A non-profit honoring first responders will pay the mortgage of slain Boulder officer Eric Talley

Eric Talley, the first police officer to arrive at the scene of the Boulder supermarket shooting last week, was the last of the gunman’s 10 victims.

To honor his bravery, the non-profit Tunnel to Towers Foundation, set up to support the families of fallen first responders and service members, announced Saturday it will pay off the mortgage on Talley’s home.

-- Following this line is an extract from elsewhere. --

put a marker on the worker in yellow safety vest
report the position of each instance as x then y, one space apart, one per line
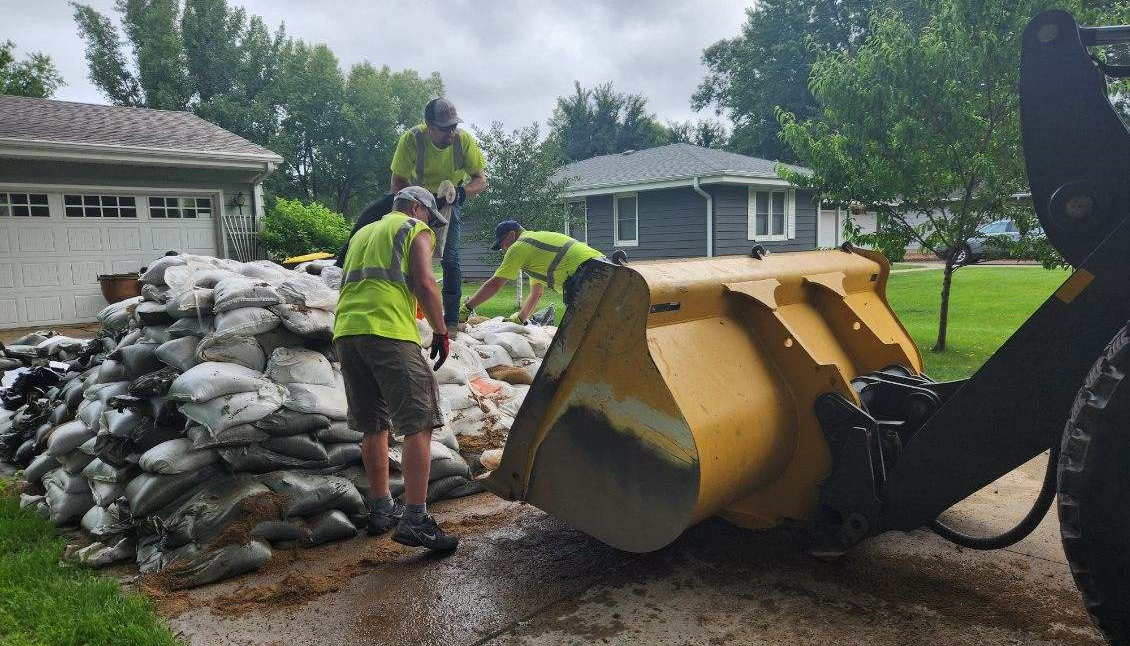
389 385
550 259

      The community came together to grieve him

        Hundreds flooded the streets in the days after Talley’s death, watching as a hearse transferred his body to an Aurora funeral home.
          His patrol vehicle, parked in front of the police station, was adorned with flowers, cards and other tokens of grief and gratitude.
          Talley was the first Boulder officer to be killed in the line of duty since 1994, and the sixth on-duty death in the department’s history, according to the National Law Enforcement Officers Memorial Fund.
          His bravery was known to his friends and colleagues well before his death.
          “Didn’t surprise me he was the first one there,” his father, Homer Talley, told CNN affiliate KUSA.
          Talley had been a member of the Boulder police force since 2010.
          He was aware of the danger he faced as a police officer. His father told KUSA he recently looked into becoming a drone operator because he thought it would be safer.
          Police Chief Maris Herold said at a news conference that Talley was “willing to die to protect others” and embodied “everything policing deserves and needs.”
          Within 30 seconds of arriving at the King Soopers store, Talley led a team of officers inside to engage the shooter, the Boulder Police Department wrote in a tweet. After Talley, no one else was shot.

          A non-profit for first responders is responding to Talley’s death

          The Tunnel to Towers Foundation was created in honor of New York firefighter Stephen Siller, who died responding to the 9/11 terrorist attacks.
          The organization builds mortgage-free smart homes for catastrophically injured veterans and first responders, and pays off the mortgages of first responders and military servicemembers who are killed in the line of duty and leave behind young children.
          The foundation also provides mortgage-free homes to surviving military spouses with young children.
            The non-profit’s mission to honor fallen first responders prompted the effort to pay Talley’s mortgage.
            “It’s so important because Eric gave his life and left behind a wife and seven children, and for him to rush in and go toward … the danger to save people is just incredible,” foundation CEO Frank Siller, Stephen Siller’s brother, told “Fox & Friends” on Saturday.